1-12 Masterone Prop 100mg EOD

1-10 Test Prop 100mg EOD

I have cardio sessions 5-6 times a week( 45 minutes on treadmill where i burn aprox 500-600kcalories in a session)

The question is: I have only 8 weeks left until contest, its possible to get under 8% bodyfat in 8 weeks?.

Its something i can use to speed up the fat loss process?

I am a little bit worried that i wont be able to compete because i will look fat.


----------



## Willmuscl86 (Jul 21, 2014)

Hi,

since nobody replied so far.

I had the same problem with my body fat some years ago (16%). I feeled kinda fat and meaty. I changed that by doing more cardio and eating less cars. To my mind, your cycle sounds great to maintain the weight but not to loose fat.

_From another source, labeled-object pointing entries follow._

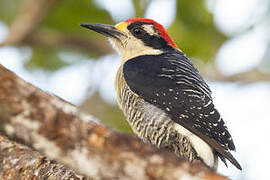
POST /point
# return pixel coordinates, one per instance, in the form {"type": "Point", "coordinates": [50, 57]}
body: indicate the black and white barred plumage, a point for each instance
{"type": "Point", "coordinates": [170, 82]}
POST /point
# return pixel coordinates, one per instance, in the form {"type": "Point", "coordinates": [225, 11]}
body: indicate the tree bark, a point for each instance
{"type": "Point", "coordinates": [60, 131]}
{"type": "Point", "coordinates": [20, 162]}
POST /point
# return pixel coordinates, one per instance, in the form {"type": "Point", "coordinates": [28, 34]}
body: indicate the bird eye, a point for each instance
{"type": "Point", "coordinates": [137, 31]}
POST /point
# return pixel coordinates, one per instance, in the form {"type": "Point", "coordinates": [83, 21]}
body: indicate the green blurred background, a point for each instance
{"type": "Point", "coordinates": [227, 41]}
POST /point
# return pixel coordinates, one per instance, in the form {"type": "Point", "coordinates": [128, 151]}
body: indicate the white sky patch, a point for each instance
{"type": "Point", "coordinates": [71, 82]}
{"type": "Point", "coordinates": [233, 16]}
{"type": "Point", "coordinates": [3, 31]}
{"type": "Point", "coordinates": [120, 10]}
{"type": "Point", "coordinates": [162, 11]}
{"type": "Point", "coordinates": [245, 110]}
{"type": "Point", "coordinates": [242, 52]}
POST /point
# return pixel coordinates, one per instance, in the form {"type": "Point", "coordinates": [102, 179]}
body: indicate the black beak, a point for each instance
{"type": "Point", "coordinates": [105, 29]}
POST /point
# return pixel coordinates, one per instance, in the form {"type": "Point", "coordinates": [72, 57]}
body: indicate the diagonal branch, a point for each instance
{"type": "Point", "coordinates": [61, 132]}
{"type": "Point", "coordinates": [20, 162]}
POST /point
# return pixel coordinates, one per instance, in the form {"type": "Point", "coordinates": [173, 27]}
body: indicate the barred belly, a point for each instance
{"type": "Point", "coordinates": [153, 125]}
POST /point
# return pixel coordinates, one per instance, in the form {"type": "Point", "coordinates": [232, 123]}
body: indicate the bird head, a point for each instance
{"type": "Point", "coordinates": [135, 37]}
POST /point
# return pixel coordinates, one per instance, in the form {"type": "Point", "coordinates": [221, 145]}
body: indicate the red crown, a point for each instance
{"type": "Point", "coordinates": [161, 30]}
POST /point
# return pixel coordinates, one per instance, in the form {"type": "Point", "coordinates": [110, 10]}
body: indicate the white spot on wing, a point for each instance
{"type": "Point", "coordinates": [203, 150]}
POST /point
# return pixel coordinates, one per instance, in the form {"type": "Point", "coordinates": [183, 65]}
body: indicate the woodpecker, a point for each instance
{"type": "Point", "coordinates": [163, 96]}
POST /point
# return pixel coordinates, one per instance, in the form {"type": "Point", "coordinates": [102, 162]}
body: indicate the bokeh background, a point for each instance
{"type": "Point", "coordinates": [227, 40]}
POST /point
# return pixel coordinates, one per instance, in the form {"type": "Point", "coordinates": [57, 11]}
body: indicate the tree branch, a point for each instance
{"type": "Point", "coordinates": [20, 162]}
{"type": "Point", "coordinates": [60, 131]}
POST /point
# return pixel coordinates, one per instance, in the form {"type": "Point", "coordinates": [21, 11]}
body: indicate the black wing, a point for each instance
{"type": "Point", "coordinates": [172, 83]}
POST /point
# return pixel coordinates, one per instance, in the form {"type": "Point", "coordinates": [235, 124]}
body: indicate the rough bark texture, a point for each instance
{"type": "Point", "coordinates": [61, 132]}
{"type": "Point", "coordinates": [20, 162]}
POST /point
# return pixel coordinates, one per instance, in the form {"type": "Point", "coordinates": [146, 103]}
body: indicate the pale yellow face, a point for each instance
{"type": "Point", "coordinates": [130, 46]}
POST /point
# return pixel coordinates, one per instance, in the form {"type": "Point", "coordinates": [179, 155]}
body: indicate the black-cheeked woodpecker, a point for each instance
{"type": "Point", "coordinates": [165, 99]}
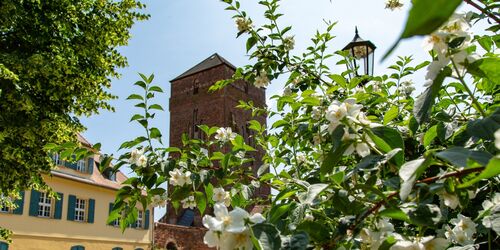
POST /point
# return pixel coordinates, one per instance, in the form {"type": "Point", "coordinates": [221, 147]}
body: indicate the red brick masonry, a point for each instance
{"type": "Point", "coordinates": [183, 238]}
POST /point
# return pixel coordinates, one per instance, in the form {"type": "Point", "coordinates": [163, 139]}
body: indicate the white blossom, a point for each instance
{"type": "Point", "coordinates": [203, 174]}
{"type": "Point", "coordinates": [229, 230]}
{"type": "Point", "coordinates": [137, 157]}
{"type": "Point", "coordinates": [308, 217]}
{"type": "Point", "coordinates": [373, 238]}
{"type": "Point", "coordinates": [463, 230]}
{"type": "Point", "coordinates": [255, 183]}
{"type": "Point", "coordinates": [261, 81]}
{"type": "Point", "coordinates": [393, 4]}
{"type": "Point", "coordinates": [450, 200]}
{"type": "Point", "coordinates": [243, 24]}
{"type": "Point", "coordinates": [407, 87]}
{"type": "Point", "coordinates": [240, 154]}
{"type": "Point", "coordinates": [316, 113]}
{"type": "Point", "coordinates": [288, 43]}
{"type": "Point", "coordinates": [497, 139]}
{"type": "Point", "coordinates": [189, 202]}
{"type": "Point", "coordinates": [301, 158]}
{"type": "Point", "coordinates": [142, 161]}
{"type": "Point", "coordinates": [221, 196]}
{"type": "Point", "coordinates": [159, 200]}
{"type": "Point", "coordinates": [225, 134]}
{"type": "Point", "coordinates": [179, 178]}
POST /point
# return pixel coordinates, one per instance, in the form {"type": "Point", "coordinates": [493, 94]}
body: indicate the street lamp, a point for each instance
{"type": "Point", "coordinates": [362, 53]}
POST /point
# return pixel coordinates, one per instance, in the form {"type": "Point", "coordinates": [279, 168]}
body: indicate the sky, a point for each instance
{"type": "Point", "coordinates": [181, 33]}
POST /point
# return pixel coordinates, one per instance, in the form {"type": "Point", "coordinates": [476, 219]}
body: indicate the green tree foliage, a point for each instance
{"type": "Point", "coordinates": [57, 59]}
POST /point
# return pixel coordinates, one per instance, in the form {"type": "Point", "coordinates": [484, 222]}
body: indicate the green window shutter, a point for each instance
{"type": "Point", "coordinates": [146, 220]}
{"type": "Point", "coordinates": [90, 218]}
{"type": "Point", "coordinates": [34, 199]}
{"type": "Point", "coordinates": [58, 211]}
{"type": "Point", "coordinates": [90, 165]}
{"type": "Point", "coordinates": [20, 204]}
{"type": "Point", "coordinates": [110, 210]}
{"type": "Point", "coordinates": [71, 207]}
{"type": "Point", "coordinates": [4, 246]}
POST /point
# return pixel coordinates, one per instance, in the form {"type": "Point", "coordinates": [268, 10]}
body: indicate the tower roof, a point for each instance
{"type": "Point", "coordinates": [210, 62]}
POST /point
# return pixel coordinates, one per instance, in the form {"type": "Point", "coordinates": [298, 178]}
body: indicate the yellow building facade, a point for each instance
{"type": "Point", "coordinates": [77, 220]}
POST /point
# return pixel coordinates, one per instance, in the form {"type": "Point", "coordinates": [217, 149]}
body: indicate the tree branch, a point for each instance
{"type": "Point", "coordinates": [483, 10]}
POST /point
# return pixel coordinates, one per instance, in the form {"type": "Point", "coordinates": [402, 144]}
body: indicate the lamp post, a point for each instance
{"type": "Point", "coordinates": [362, 53]}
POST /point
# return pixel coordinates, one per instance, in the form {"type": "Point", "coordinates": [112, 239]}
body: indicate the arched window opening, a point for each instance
{"type": "Point", "coordinates": [196, 86]}
{"type": "Point", "coordinates": [171, 246]}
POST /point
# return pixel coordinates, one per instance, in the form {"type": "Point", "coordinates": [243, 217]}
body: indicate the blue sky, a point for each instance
{"type": "Point", "coordinates": [181, 33]}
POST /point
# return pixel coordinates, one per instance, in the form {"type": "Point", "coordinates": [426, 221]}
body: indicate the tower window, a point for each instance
{"type": "Point", "coordinates": [196, 86]}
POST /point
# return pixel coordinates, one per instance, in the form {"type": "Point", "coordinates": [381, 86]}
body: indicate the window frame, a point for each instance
{"type": "Point", "coordinates": [139, 222]}
{"type": "Point", "coordinates": [5, 209]}
{"type": "Point", "coordinates": [81, 206]}
{"type": "Point", "coordinates": [81, 165]}
{"type": "Point", "coordinates": [45, 203]}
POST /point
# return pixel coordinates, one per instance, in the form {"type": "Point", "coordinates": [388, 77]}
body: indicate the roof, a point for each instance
{"type": "Point", "coordinates": [212, 61]}
{"type": "Point", "coordinates": [96, 178]}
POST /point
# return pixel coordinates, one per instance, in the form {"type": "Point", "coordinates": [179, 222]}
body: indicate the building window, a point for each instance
{"type": "Point", "coordinates": [81, 166]}
{"type": "Point", "coordinates": [196, 86]}
{"type": "Point", "coordinates": [138, 222]}
{"type": "Point", "coordinates": [57, 160]}
{"type": "Point", "coordinates": [80, 210]}
{"type": "Point", "coordinates": [4, 246]}
{"type": "Point", "coordinates": [44, 205]}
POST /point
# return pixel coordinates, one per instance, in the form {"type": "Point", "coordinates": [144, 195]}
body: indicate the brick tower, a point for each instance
{"type": "Point", "coordinates": [191, 104]}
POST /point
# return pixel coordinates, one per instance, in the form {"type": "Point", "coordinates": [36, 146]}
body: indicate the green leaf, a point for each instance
{"type": "Point", "coordinates": [459, 156]}
{"type": "Point", "coordinates": [279, 210]}
{"type": "Point", "coordinates": [135, 97]}
{"type": "Point", "coordinates": [491, 170]}
{"type": "Point", "coordinates": [425, 17]}
{"type": "Point", "coordinates": [156, 106]}
{"type": "Point", "coordinates": [394, 213]}
{"type": "Point", "coordinates": [251, 41]}
{"type": "Point", "coordinates": [312, 192]}
{"type": "Point", "coordinates": [430, 135]}
{"type": "Point", "coordinates": [387, 243]}
{"type": "Point", "coordinates": [339, 80]}
{"type": "Point", "coordinates": [318, 232]}
{"type": "Point", "coordinates": [298, 241]}
{"type": "Point", "coordinates": [425, 215]}
{"type": "Point", "coordinates": [426, 100]}
{"type": "Point", "coordinates": [391, 114]}
{"type": "Point", "coordinates": [267, 235]}
{"type": "Point", "coordinates": [255, 125]}
{"type": "Point", "coordinates": [154, 133]}
{"type": "Point", "coordinates": [335, 154]}
{"type": "Point", "coordinates": [136, 117]}
{"type": "Point", "coordinates": [388, 139]}
{"type": "Point", "coordinates": [155, 89]}
{"type": "Point", "coordinates": [201, 201]}
{"type": "Point", "coordinates": [486, 68]}
{"type": "Point", "coordinates": [140, 84]}
{"type": "Point", "coordinates": [409, 173]}
{"type": "Point", "coordinates": [485, 128]}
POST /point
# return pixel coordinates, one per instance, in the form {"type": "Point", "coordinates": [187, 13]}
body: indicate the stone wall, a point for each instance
{"type": "Point", "coordinates": [180, 237]}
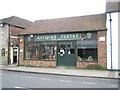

I would suggest you try to reduce the carbs and eat more protein, that helped me a lot.

Where is your "critical" zone? Mine were my legs which were kinda fat

Best regards


----------



## mihudmx (Jun 9, 2014)

Hello, thank you so much for answering me back, Well, i started on 5th may with 227lbs , probably 18 %bodyfat or so., meanwhile i increased the cardio slowing, from 2-3 times a week to 5-6 times a week , (also increased duration, and angle on treadmill) i adjusted my diet once since then, droping the carbs. Can you offer me some more details about how low i need to drop my carbs?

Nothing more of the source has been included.